Thomas didn’t hear Collins’s reply. Richard was heading down between decks and he had a bone to pick. “Richard! A word, please.”
“Oh for pity’s sake, Tom,” Richard cried out. “What now?” The other soldiers filed past as the next company emerged into the light to take their place in the drill line.
“Have you gone entirely mad? They,” Thomas waved in the general direction of the forecastle where the officers kept apart from the enlisted men, “are just as dangerous as the French. And here you go making plans to dine with them.”
“Dine? Oh no, I’m not dining with
them. I wasn’t given that honor. I’m merely providing them with entertainment while they work their jaws.” Richard leaned forward conspiratorially. “Did you hear? The lovely Mrs. Letchfeld is interested in music and likes my fiddle.” He wagged his eyebrows. “Isn’t that wonderful?”
“Richard, stay away from the major’s wife.”

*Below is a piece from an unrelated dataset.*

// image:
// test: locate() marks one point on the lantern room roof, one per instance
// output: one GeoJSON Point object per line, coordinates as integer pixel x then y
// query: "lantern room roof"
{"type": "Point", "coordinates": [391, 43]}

“How you do worry—” Richard’s thought was cut short by a vision at the corner of his eye. “Oh hell, there she is. What’s that woman up to now?”
“Who? Lady Letchfeld?”
“God grant it were so. My wife.”
Thomas turned in time to see Elise’s scruffy head rising from below deck, pushing men aside to force her way up against the flow. Just as soon as she had both of her big feet on the deck, she took off running with her skirts clutched above her knees and her loose auburn hair streaming behind her like a glorious banner in battle. The sight of her long legs knocked Thomas back two steps. The sight of her tears made him step forward.
“For pity’s sake,” Richard cried. “She’s going to climb the mast. She’ll ruin everything! Letchfeld will surely retract his invitation. I swear to you, Tom, that woman is not natural. You know it to be true—have you ever seen a woman climb like that? It’s simply not natural. She’s entirely immodest.”
“You’ve nought to complain about, Ferrington,” scoffed Collins. “If you don’t like it, correct it. You’ve only yourself to blame if she’s too frisky for your tastes.”
Since Richard was, himself, calling attention to his own wife, it didn’t seem untoward to Thomas to take another eyeful of Elise’s strong calves when the Atlantic wind blew up her skirt.
“Are you suggesting I beat her?”
“I’m suggesting you keep your piehole shut. Your wife gave me my daughter.”
“I’d find another way of putting that, if I were you.”
“Perhaps old Mr. Tilsdale was right,” Thomas said, thinking of a man he’d served regularly at the Quiet Woman. “Perhaps she is a bit of a lunatic. She’s certainly high-spirited.”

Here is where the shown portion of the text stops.